Trading volumes surge in government bonds

Attracted by rise in yields since beginning of FY15

Neelasri Barman Mumbai
Last Updated : Apr 15 2014 | 1:37 AM IST
Trading volumes in the government securities market has jumped by 200 per cent since the start (from April 1) of the new financial year.

Investors see value in the paper, helping the yields to soften from a high of 9.1 per cent. Earlier this month, the yield on the 10-year benchmark government bond breached nine per cent, which attracted buyers.

According to data from Clearing Corporation of India, the trading volume in government bonds grew to Rs 40,240 crore on April 11 from Rs 13,459 crore on April 2. That in the 10-year benchmark government bond rose to Rs 24,170 crore on April 11 from Rs 6,771 crore on April 2.

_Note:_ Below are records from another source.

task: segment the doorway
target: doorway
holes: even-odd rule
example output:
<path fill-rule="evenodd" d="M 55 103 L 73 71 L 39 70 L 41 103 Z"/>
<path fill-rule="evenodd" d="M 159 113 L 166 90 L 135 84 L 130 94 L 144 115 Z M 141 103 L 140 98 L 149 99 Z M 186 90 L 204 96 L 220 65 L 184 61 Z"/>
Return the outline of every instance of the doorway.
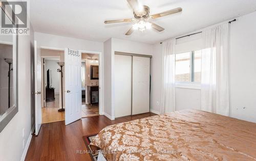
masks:
<path fill-rule="evenodd" d="M 82 118 L 99 115 L 99 55 L 81 52 Z"/>
<path fill-rule="evenodd" d="M 58 63 L 61 61 L 63 51 L 41 49 L 42 67 L 42 123 L 65 120 L 65 112 L 61 108 L 61 73 Z M 49 55 L 51 55 L 49 56 Z"/>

ALSO READ: Bonds record biggest weekly gain since Jan

The yield on the 10-year benchmark ended at 8.96 per cent on April 2 but rose to 9.1 per cent on April 7, the highest for benchmark 10-year notes since November 22. On Friday, the yield ended at 8.94 per cent.

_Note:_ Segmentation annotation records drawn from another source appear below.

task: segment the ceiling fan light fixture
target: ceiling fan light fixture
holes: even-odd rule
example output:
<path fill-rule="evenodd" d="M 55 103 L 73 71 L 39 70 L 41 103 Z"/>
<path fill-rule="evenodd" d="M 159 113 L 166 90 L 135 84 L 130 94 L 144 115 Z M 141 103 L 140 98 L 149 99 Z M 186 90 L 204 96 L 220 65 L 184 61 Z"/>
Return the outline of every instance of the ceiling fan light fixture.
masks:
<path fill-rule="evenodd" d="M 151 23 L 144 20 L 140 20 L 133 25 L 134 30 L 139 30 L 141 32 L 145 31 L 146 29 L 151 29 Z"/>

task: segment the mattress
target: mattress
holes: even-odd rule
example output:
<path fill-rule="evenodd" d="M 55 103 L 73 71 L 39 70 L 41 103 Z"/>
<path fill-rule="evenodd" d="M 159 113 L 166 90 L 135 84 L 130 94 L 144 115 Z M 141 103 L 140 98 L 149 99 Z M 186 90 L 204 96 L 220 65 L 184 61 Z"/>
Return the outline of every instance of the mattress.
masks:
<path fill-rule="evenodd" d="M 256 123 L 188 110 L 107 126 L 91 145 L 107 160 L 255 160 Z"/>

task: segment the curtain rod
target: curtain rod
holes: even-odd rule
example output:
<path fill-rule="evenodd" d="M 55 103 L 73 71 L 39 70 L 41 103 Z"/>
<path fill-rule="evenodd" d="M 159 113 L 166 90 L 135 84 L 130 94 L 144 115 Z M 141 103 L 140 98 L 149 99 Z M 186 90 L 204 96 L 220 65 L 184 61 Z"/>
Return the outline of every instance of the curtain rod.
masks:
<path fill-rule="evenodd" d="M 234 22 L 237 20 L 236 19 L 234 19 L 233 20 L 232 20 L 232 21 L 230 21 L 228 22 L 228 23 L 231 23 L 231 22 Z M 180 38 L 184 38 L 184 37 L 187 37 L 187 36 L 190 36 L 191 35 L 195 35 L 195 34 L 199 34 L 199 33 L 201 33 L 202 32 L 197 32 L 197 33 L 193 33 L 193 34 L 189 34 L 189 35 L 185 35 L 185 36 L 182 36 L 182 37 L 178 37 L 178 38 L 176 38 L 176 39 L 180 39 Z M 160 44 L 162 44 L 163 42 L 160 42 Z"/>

“The yields went up very fast in a few trading sessions. The market felt there was value in buying the bonds. The yield level above nine per cent attracted buyers,” said Mohan Shenoi, president, group treasury and global markets, Kotak Mahindra Bank. He said there was significant supply pressure every month due to the bond auctions.

This week, the Reserve Bank of India (RBI) will auction government bonds for a notified amount of Rs 20,000 crore. For the financial year’s first half (April-September), it plans to auction bonds worth Rs 3.68 lakh crore. “By our internal assessment, there is a Rs 140,000-crore gap between demand and supply for the entire financial year. This is taking into account net state loans, net treasury bills and net government borrowings,” said Shenoi. “Assuming banking sector deposit growth at 15 per cent this financial year and assuming banks will not invest more than 23 per cent in Statutory Liquidity Ratio and assuming some foreign institutional investor inflows into long-term bonds and insurance companies buying of bonds, this mismatch can be breached only through open market operations (OMOs). But RBI might not do OMOs. Therefore, this would put sustained pressure on yields. Till month-end, the yield on the 10-year bond might trade in the range of 8.9 to 9.1 per cent.”

The Consumer Price Index (CPI)-based inflation data is expected this week and there are concerns in the market that it would show a rise for March. This might result in the 10-year bond yield again breaching nine per cent. “If the yield rises from here, then traders who missed the (earlier) opportunity might start buying. Buying will again emerge at the 9.05 per cent yield level,” said Siddharth Shah, vice-president, STCI Primary Dealer.

Retail inflation eased more than expected to a 25-month low of 8.1 per cent in February, helped by moderating food prices.